As soon as you walk in the front door there is a shoe kicked off to the left. After that there is another shoe, then a trail of clothes leading directly to the bedroom. The pillows are a mess and some even lay banished on the floor. The blankets are tangled and hanging haphazardly off of the bed. You know the scene now, right? Giggity.
Ok, I’m kidding about the giggity part.
If I had told you what the scene looked like a few moments ago it would have included a girl sleeping mouth-first on her pillow, her mascara smeared. Her long back-combed hair is sticking up and out at impossible angles. She’s wearing old jogging shorts and a ratty t-shirt and is cuddling with a stuffed gryphon hatchling she calls Henry.
That, my friends is what Confidence Girl looks like when she sleeps. It’s pretty much the unsexiest thing in the world, but damn did that girl go to bed happy!
No seriously, there was no giggity.
Confidence Girl is not the kind of girl.
Well… usually she’s not that kind of girl.
So who is Confidence Girl?
Well, you know how when you walk into a room full of people your heart stops beating and you get the overwhelming urge to run out the door? Yeah, man, I effing hate that feeling too. I become sure that every person in the bar is looking at me and judging me – for my shirt, my hair, my waist line, my jeans, my purse, shoes, necklace, earrings, slightly curved toes... well, you get the point.
Understandably so, being afflicted with this overwhelming anxiety every time you walk into a place is not a good way to meet new people or have very much fun.
Or breathe normally when walking down a busy street.
Confidence is a funny thing. One day I’ll be full of confidence and I’ll be sure that I can do anything. The next day I’ll be sure that everything I do is wrong and that everyone knows it. It amazes me how sometimes my self-consciousness can be such a handicap.
In 99.999% of the cases where my confidence is lacking, it will be as a result of negative self-talk. I tell myself the world is against me and therefore I act in a way which makes the world be against me. My self-conscious thoughts are self-fulfilling prophecy.
In order to get around my anxiety, I decided that I just need to STOP second guessing everything I do.
I need to stop reprimanding myself for those silly little things I do that almost no one notices and even fewer people remember.
That’s where Confidence Girl comes in.
When I know I’m going to be going into an unfamiliar or uncomfortable situation – one that is highly likely to trigger my anxiety – I give myself a pep talk. Before I even leave my house, I forgive myself for the mistakes I’m going to make (because I know I will make them but since I’m already forgiven I’m not allowed to stew and berate myself for those things). I admit right away that I am not perfect so I’m not trying to live up to that standard the whole time.
The next thing I do is tell myself that everyone I talk to is going to love me.
Gods - even writing this now, it all sounds so cheesy. But it works every time.
I tell myself that my skin is thick and that I won’t let the sideways stares or the eyes scanning the size of my ass keep me from being absolutely fucking fabulous.

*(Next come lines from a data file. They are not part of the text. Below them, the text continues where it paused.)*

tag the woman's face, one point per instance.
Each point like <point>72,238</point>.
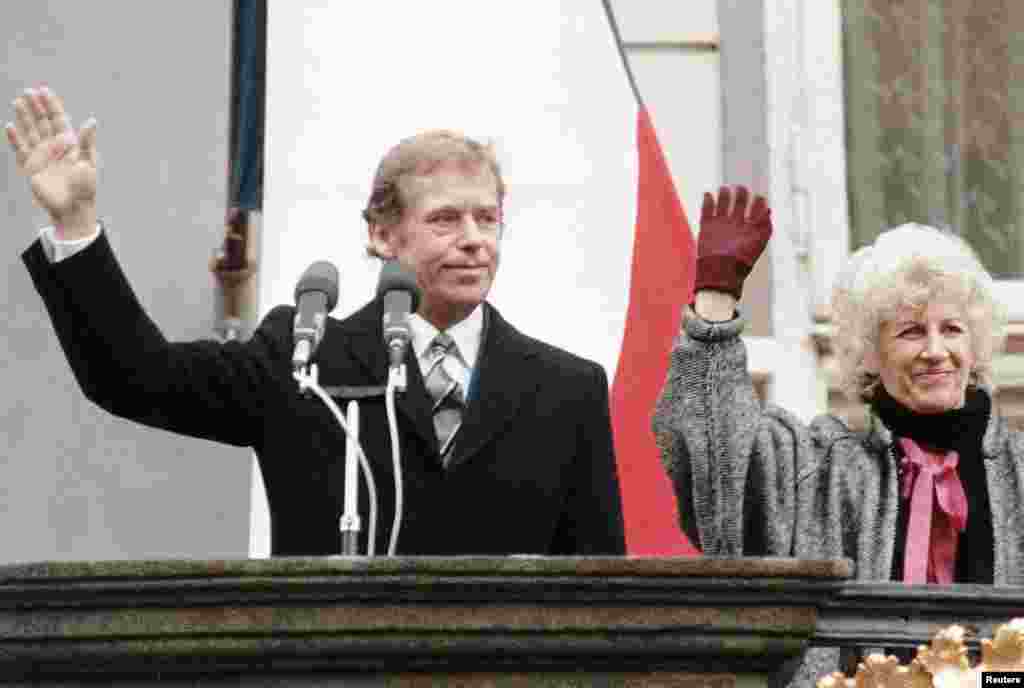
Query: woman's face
<point>925,356</point>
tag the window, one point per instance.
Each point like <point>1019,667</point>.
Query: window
<point>935,122</point>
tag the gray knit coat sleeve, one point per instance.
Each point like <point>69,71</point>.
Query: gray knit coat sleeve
<point>739,470</point>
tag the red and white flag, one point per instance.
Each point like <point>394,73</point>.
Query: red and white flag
<point>597,256</point>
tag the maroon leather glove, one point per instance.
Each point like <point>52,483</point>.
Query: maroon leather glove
<point>730,240</point>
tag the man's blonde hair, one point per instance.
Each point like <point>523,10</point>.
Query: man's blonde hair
<point>419,156</point>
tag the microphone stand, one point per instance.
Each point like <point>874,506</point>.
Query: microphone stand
<point>395,382</point>
<point>307,379</point>
<point>349,525</point>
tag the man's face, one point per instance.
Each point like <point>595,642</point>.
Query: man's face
<point>449,238</point>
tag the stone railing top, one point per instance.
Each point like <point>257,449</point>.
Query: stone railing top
<point>516,565</point>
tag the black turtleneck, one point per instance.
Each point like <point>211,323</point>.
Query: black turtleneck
<point>962,430</point>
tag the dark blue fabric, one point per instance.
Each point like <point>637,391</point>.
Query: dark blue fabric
<point>248,102</point>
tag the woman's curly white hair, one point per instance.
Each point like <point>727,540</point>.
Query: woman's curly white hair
<point>911,265</point>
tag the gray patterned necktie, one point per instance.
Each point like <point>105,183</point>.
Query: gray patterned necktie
<point>448,394</point>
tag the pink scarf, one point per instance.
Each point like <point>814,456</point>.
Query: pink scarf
<point>934,524</point>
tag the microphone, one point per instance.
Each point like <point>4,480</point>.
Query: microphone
<point>315,296</point>
<point>400,296</point>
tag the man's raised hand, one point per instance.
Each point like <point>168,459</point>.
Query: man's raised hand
<point>59,164</point>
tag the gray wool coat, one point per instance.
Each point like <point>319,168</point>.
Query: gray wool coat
<point>755,480</point>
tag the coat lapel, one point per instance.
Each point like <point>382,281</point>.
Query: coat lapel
<point>361,336</point>
<point>502,382</point>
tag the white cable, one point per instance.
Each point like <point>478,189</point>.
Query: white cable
<point>395,379</point>
<point>308,381</point>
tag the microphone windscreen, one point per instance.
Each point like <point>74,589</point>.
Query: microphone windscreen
<point>395,277</point>
<point>321,276</point>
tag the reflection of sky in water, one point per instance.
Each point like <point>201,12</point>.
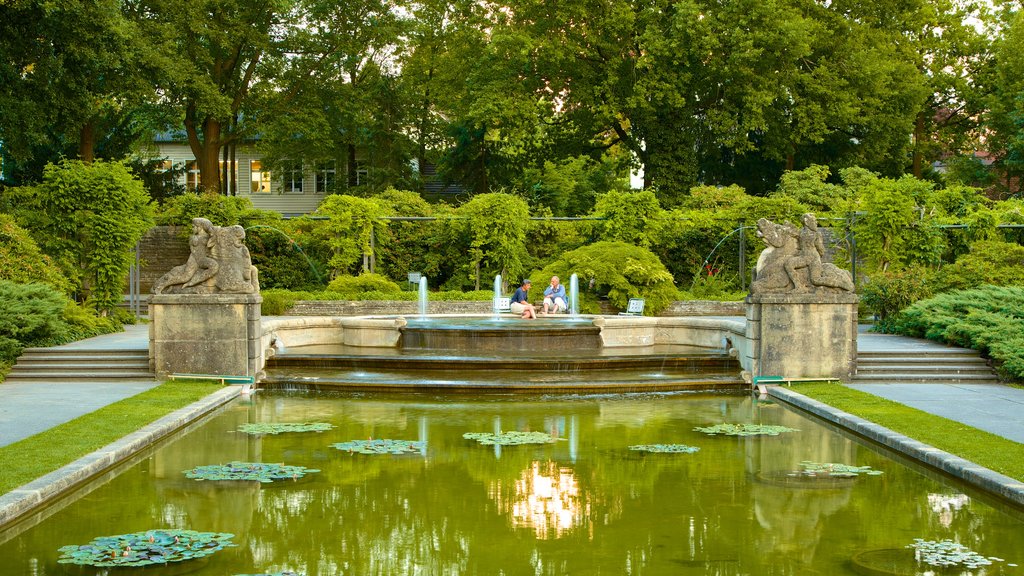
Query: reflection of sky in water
<point>545,498</point>
<point>584,504</point>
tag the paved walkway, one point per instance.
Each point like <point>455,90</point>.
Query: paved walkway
<point>29,408</point>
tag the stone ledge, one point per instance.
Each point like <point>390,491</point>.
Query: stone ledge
<point>41,491</point>
<point>981,478</point>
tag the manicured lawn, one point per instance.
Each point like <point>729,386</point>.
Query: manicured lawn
<point>30,458</point>
<point>993,452</point>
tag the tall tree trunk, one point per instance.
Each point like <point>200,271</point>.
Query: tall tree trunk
<point>350,162</point>
<point>87,141</point>
<point>206,150</point>
<point>919,136</point>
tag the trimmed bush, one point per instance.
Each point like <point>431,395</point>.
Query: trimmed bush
<point>989,319</point>
<point>23,261</point>
<point>997,263</point>
<point>613,270</point>
<point>889,292</point>
<point>364,283</point>
<point>29,314</point>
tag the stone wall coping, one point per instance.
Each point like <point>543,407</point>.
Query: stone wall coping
<point>805,298</point>
<point>207,299</point>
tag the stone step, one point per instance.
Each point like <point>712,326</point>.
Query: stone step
<point>71,376</point>
<point>977,378</point>
<point>940,353</point>
<point>79,368</point>
<point>900,360</point>
<point>923,369</point>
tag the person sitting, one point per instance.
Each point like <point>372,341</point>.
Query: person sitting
<point>519,304</point>
<point>554,296</point>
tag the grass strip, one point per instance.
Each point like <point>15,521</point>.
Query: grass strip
<point>980,447</point>
<point>37,455</point>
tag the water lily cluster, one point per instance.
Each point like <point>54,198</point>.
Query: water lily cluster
<point>946,553</point>
<point>510,438</point>
<point>145,548</point>
<point>835,469</point>
<point>744,429</point>
<point>665,448</point>
<point>257,471</point>
<point>381,446</point>
<point>282,427</point>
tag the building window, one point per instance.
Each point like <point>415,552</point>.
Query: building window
<point>361,173</point>
<point>193,179</point>
<point>260,178</point>
<point>292,171</point>
<point>327,175</point>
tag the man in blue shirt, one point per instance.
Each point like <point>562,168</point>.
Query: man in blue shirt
<point>554,296</point>
<point>519,304</point>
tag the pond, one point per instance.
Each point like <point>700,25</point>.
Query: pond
<point>584,503</point>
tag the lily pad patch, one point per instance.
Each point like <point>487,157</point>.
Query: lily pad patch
<point>510,438</point>
<point>145,548</point>
<point>381,446</point>
<point>282,427</point>
<point>744,429</point>
<point>665,448</point>
<point>257,471</point>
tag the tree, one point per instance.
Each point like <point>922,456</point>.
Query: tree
<point>216,48</point>
<point>88,217</point>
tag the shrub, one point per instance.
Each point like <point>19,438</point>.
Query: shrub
<point>29,314</point>
<point>889,292</point>
<point>90,217</point>
<point>364,283</point>
<point>997,263</point>
<point>989,319</point>
<point>616,271</point>
<point>23,261</point>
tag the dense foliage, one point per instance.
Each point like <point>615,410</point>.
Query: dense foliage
<point>989,319</point>
<point>615,271</point>
<point>89,217</point>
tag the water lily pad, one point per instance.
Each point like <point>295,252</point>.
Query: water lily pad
<point>744,429</point>
<point>281,427</point>
<point>835,469</point>
<point>248,470</point>
<point>665,448</point>
<point>381,446</point>
<point>510,438</point>
<point>145,548</point>
<point>946,553</point>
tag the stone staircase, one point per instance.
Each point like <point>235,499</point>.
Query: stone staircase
<point>68,365</point>
<point>949,366</point>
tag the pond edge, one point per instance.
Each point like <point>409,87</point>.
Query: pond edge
<point>989,481</point>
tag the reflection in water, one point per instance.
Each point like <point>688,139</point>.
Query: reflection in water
<point>585,504</point>
<point>945,506</point>
<point>546,498</point>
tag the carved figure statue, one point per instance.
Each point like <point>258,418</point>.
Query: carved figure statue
<point>218,262</point>
<point>794,260</point>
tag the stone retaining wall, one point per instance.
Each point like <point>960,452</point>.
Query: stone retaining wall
<point>379,307</point>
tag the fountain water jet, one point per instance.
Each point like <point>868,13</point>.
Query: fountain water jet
<point>423,297</point>
<point>574,295</point>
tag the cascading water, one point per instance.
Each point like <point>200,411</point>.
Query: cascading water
<point>573,295</point>
<point>498,294</point>
<point>423,297</point>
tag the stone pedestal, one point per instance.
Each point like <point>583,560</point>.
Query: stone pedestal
<point>803,335</point>
<point>205,334</point>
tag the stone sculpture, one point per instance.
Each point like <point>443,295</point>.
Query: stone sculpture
<point>794,260</point>
<point>218,263</point>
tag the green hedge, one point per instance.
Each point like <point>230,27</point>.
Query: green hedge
<point>989,319</point>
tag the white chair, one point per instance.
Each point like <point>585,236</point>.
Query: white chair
<point>634,307</point>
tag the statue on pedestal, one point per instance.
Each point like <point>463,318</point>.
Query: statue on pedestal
<point>794,261</point>
<point>218,263</point>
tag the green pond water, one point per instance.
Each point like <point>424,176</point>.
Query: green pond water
<point>583,505</point>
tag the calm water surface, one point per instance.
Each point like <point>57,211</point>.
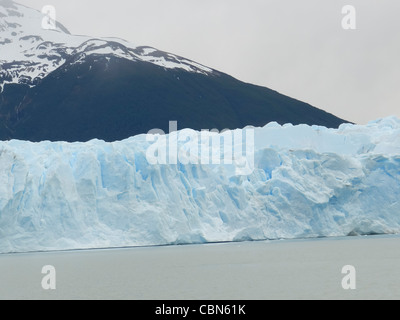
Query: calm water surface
<point>299,269</point>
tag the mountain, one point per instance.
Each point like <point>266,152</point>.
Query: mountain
<point>58,86</point>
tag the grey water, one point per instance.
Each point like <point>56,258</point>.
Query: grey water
<point>287,269</point>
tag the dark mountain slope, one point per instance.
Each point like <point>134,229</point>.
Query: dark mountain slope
<point>111,98</point>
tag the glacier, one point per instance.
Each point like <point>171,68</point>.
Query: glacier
<point>308,181</point>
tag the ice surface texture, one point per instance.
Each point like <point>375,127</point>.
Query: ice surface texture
<point>307,182</point>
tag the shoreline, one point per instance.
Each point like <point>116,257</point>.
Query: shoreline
<point>387,235</point>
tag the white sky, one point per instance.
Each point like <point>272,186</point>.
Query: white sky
<point>298,48</point>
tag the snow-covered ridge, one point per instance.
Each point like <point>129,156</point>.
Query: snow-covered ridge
<point>28,52</point>
<point>307,182</point>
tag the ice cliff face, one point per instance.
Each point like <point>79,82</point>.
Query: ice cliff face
<point>306,182</point>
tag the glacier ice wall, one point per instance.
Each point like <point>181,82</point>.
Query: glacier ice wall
<point>307,182</point>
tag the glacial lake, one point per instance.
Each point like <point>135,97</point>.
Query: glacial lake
<point>282,269</point>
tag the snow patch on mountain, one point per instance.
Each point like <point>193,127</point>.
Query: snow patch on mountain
<point>28,53</point>
<point>307,182</point>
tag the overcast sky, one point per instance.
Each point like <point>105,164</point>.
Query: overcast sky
<point>298,48</point>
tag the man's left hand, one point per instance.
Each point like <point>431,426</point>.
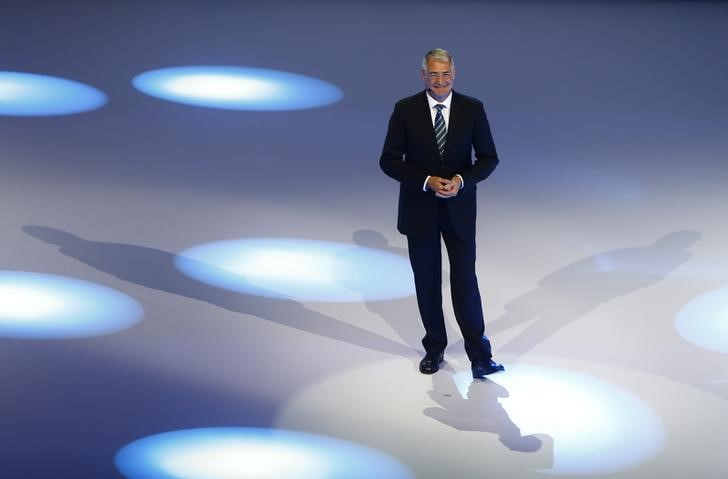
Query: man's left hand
<point>451,189</point>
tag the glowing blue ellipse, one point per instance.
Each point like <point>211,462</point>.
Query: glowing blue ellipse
<point>300,269</point>
<point>44,306</point>
<point>237,88</point>
<point>597,427</point>
<point>223,453</point>
<point>28,94</point>
<point>704,321</point>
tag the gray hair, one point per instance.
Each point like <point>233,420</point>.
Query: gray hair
<point>438,54</point>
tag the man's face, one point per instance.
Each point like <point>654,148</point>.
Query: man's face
<point>438,78</point>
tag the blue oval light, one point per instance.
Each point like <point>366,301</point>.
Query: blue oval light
<point>28,94</point>
<point>704,321</point>
<point>237,88</point>
<point>215,453</point>
<point>300,269</point>
<point>596,426</point>
<point>44,306</point>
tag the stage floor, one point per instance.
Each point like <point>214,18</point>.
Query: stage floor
<point>601,239</point>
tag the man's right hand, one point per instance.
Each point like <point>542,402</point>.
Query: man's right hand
<point>442,187</point>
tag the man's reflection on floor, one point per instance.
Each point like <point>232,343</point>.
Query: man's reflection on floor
<point>481,410</point>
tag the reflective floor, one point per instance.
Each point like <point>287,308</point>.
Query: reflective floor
<point>195,291</point>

I won’t misinterpret the laughter at that corner table as laughter about me and will recognize that the world doesn’t revolve around me and those people were just laughing at something else entirely. I won’t let my paranoia get the best of me and automatically see everyone I don’t know as an enemy or a person whose sole mission is to ruin my time.
My idea for Confidence Girl (who has most certainly cornered the market on lame superhero names) came this summer when I started hanging out with my Wild Girls – these gorgeous party girls who are fun, sweet and incredibly inclusive yet frequent all of the “cool kid” places I would have never felt secure going to before. When I realized that I was denying myself new friends, who were quite literally begging me to be friends with them, I realized that I was holding myself back.
The first night I hung out with them, as I got ready I began telling myself that no matter what the night held in store, I would go along for the ride. I told myself that I would pretend every person I talked to was already my best friend and I therefore had no reason to worry about anything.
And it worked.
From then on, whenever I know I’m going to be in a place where I would normally feel vulnerable in some way, I try to address those concerns before I’m even in the situation so that the girl who goes out into the world is the very best version of me I can present.
That girl is Confidence Girl – not exactly an alternate persona – just me stripped of my anxiety and determined not to be held back because of fear. Confidence Girl doesn’t care what anyone thinks of her and isn’t ashamed of anything she does. I don’t allow myself to second guess anything once the time has passed either – what happens with Confidence Girl stays with Confidence Girl.
Confidence Girl is fun, intelligent, witty, brave, tough, a little bitchy (but only when she needs to be) and even just a little bit of a man-eater.
I owe her a lot.
Have any tricks that you use to overcome your own anxiety?